I missed out on this new production of Joseph and the Amazing Technicolor Dreamcoat when it first toured last year, so I was pleased to see that it was coming back to the New Wimbledon Theatre, and booked a ticket. Joseph holds powerful memories for me: it was the first musical I ever saw, with my grandparents who have since died, so it has strong associations for me.

The plot is based on a story from the Bible, although I should stress you really don’t have to be religious to enjoy this show. Joseph is the youngest of several brothers, and his father’s favourite; jealous, his brothers sell him into slavery in Egypt, but Joseph’s dream predictions endear him to the Pharaoh and ensure he gains a powerful position in Egyptian society.

The songs are catchy and memorable; something I didn’t appreciate when I was younger was just how many musical styles Andrew Lloyd Webber imitates and parodies during the show, including country, jazz and gospel, as well as the good old musical theatre ballad. The Pharaoh is even portrayed like Elvis.

X Factor winner Joe McElderry takes on the role of Joseph, and he really impressed me. His voice is excellent, most notably in the heartfelt ballad Close Every Door, and he exudes a hugely likeable charisma and charm. This is important as, let’s face it, Joseph is a bit of an arse. Arrogant and full of his own importance, its not really surprising that his brothers take a dislike to him, but McElderry makes you root for him anyway. When he sings, “I look handsome, I look smart, I am a walking work of art,” its more like the naive delight of a child rather than the excessive narcissism of an arrogant young man.

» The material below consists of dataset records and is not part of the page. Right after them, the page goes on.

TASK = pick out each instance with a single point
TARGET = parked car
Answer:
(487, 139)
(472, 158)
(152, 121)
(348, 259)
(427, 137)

Lucy Kay takes on the demanding role of the narrator, and pulls it off really well, while the supporting cast bring to life the brothers as well as the various people Joseph meets on his journey. The touring set is serviceable but a bit basic, although I wasn’t too sure about the inflatable sheep, some of which failed to inflate properly and remained lying feebly on one side until a cast member scuttled by to right them.

Joseph might not have the emotional pull of Phantom, Evita and Jesus Christ Superstar, but it’s a hugely enjoyable show for all ages. It was my introduction to musical theatre, and I hope it will serve the same function for future generations of kids.

Nothing Like The Sun

I saw Nothing Like The Sun by Brock Elwick and Tasmine Airey at the Bathway Theatre in Woolwich, a new play which takes its title from one of Shakespeare’s sonnets. It imagines a hidden cellar in which several of the Bard’s female characters languish; the only interruption to their monotony is when the writer removes one of them to the stage to re-enact their traumatic stories.

The women are naive, exuberant Juliet; dour, plain speaking ‘Mac’ (Lady Macbeth); aged but caring Rosaline; motherly Hermione; and determined writer Kat. The way they interact with each other allows us to explore their characters and the differences between them. Like any women, they bicker amongst themselves, but they also offer each other support.

The play is provocative and thought-provoking, and it’s well worth seeing whether you’re a Shakespeare fan or not.

The Lower Depths

The Arcola Theatre in Dalston recently announced their Revolution season, to mark the Russian Revolution of 1917. It kicks off with The Lower Depths, a 1901-02 play by Maxim Gorky that explores the lives of a group of down-and-outs. Translated by Jeremy Brooks and Kitty Hunter-Blair, the play is directed by Helena Kaut-Howson, whose version of Chekhov’s Platonov, Sons Without Fathers, I enjoyed at this venue a few years ago.

In a dingy basement, a former aristocrat, a poet, a sick woman and assorted other beggars live together, paying rent to a ruthless landlord. The play follows the group over the course of a few days. Gradually the focus settles on certain members of the group: newcomer Luka, a kind, selfless otherworldly man like something out of Dostoyevsky, and the sister of the landlord’s wife, who has fallen in love with one of the residents but risks provoking her sister’s ire.

Yes, the play is a bit long and unrelenting but the misery of the characters is profoundly documented without sentimentality. There isn’t a single weak link in the large cast, and the set makes the most of the unusual Arcola space.

If you’re at all fascinated by Russian history and the origins of theatre, this play is definitely worth seeing.